After three disastrous years of the previous regime, the new guard at the Care Quality Commission (CQC) spent its first year trying to clean up the mess that was left behind. This time last year, CQC was front-page news – cock-ups and cover-ups. Unfortunately there are still skeletons in the cupboards and dirt lingering under the carpets. Why can’t people who are so experienced in organisational cultures and change, understand that it takes years to achieve deep change in any organisation, whether it’s a national regulator or a care home?
That question and its answer point to what is wrong. CQC is still reliant on concepts that are alien to social care which is based on relationships. CQC’s culture is one of compliance, quality assurance, performance and delivery. It’s how they run the organisation and how they make their judgements about social care services. They appear to have little idea of whole system change and of what lies beneath the surface of organisations. They believe it’s possible for a care home to change from inadequate to good in six months: just appoint a new manager and follow an improvement plan. (And you may need to engage a consultant to ‘ensure’ that everything appears to be in compliant order.)

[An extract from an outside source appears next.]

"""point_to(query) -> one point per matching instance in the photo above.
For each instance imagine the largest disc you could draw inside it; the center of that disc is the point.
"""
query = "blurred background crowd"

So, in their annual report for 2013/14, CQC measures itself by ‘key numbers’. The Commission costs nearly £200 million a year. Adult social care had 22,066 inspections, nearly 200 less than in the previous year, yet the headline figure in the report is the 6 per cent overall increase due to introducing the inspection of GP practices. 238,621 calls were received by the National Customer Services Centre (NCSC) and there were 9,473 ‘whistleblowing contacts’.
When making any observation about any service, CQC inspectors are trained to ask themselves the question, ‘So what?’ So, what are we to make of the 9,473 whistleblowing contacts? And why were there fewer social care inspections? And what were the 238,621 calls to the NCSC about?

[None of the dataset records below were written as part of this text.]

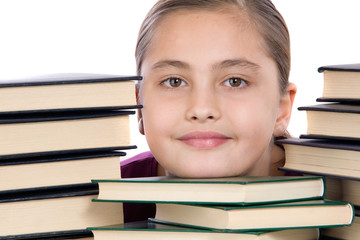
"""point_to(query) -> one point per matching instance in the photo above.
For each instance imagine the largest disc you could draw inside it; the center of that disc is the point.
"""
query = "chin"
(205, 173)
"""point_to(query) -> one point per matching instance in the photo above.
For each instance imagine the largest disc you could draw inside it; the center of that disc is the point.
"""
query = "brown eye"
(235, 82)
(173, 82)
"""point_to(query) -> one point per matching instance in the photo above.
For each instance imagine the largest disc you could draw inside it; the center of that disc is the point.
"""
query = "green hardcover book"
(303, 214)
(234, 190)
(348, 232)
(155, 231)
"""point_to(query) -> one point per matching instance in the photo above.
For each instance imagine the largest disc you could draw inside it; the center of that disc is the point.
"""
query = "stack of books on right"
(331, 146)
(282, 208)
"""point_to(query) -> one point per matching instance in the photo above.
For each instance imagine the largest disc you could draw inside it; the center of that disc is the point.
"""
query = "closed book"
(341, 83)
(348, 232)
(70, 235)
(156, 231)
(31, 134)
(58, 169)
(324, 157)
(66, 91)
(55, 209)
(333, 121)
(343, 189)
(234, 190)
(303, 214)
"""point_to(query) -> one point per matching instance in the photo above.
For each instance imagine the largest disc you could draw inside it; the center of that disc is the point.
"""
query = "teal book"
(348, 232)
(333, 121)
(341, 83)
(233, 190)
(302, 214)
(322, 157)
(151, 231)
(67, 91)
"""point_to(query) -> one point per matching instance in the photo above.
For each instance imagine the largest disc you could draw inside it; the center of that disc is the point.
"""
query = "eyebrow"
(170, 63)
(236, 63)
(228, 63)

The annual report does attempt to explain but fails to make a systemic analysis. For example, why aren’t most of these phone calls and whistleblowing ‘contacts’ going directly to inspectors? Surely, if you need information, or help, or there is something worrying you about a social care service, you should contact the person who knows the service and is responsible for checking that it’s caring and safe.

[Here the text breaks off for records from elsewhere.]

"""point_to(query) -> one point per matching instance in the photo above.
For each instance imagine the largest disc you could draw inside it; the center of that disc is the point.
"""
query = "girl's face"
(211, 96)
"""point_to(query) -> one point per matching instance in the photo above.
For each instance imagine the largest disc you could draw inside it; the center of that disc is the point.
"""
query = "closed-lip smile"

And this points to the fundamental error in the design of a national care regulator. Social care services are local and they should have local inspectors, accountable to the people who rely on them, to check whether to a service is good enough. Instead, CQC maintains costly central systems that distance the relationships between public, providers and inspectors.
‘Special measures’ and ratings
Linked with the reintroduction of ratings in October is the announcement that from April 2015, care services that are rated as ‘inadequate’ will be put into ‘special measures’ if they don’t improve sufficiently within a specified time-scale (usually six months), and if they fail again they will be closed.
I don’t support the ratings scheme because no one, not even CQC inspectors, can draw precise, fair, and consistent lines between the levels, nor can anyone say for sure whether a service is 100 per cent safe. (No service is or should be.) CQC is setting itself up for embarrassment and failure as soon as the first service with a ‘good’ or even an ‘outstanding’ rating is exposed publicly and tragically as neglectful or abusive. This happened with the old Commission for Social Care Inspection (CSCI) ratings and continued when CQC maintained the same scheme. We can be 100 per cent sure that it will happen again with the new ratings.
However, CQC’s five broad and imprecise questions – Safe? Effective? Caring? Responsive? Well-led? – are a sensible basis on which to inspect. Add Andrea Sutcliffe’s ‘Is it good enough for my mum?’ and we have the essence of what inspection should be about.
If a service is not good enough, it needs improving and, depending on how far it falls short of being good enough, the local inspector must keep a very close eye on whether it is getting better, with residents and clients, relatives and staff communicating any concerns they have directly to the inspector. If the home shows no sign of improvement in a reasonable time, CQC should remove registration and the service should close.
The use of the term ‘special measures’ is merely a political ploy to signify that the Government is ‘cracking down’ on poor care. I don’t think it really changes anything. If inspectors were individually accountable for the services on their patch, they would be more likely to step in well before ‘special measures’ were needed. Make inspection simple, direct and local; adding to the superstructure is in danger of capsizing the ship.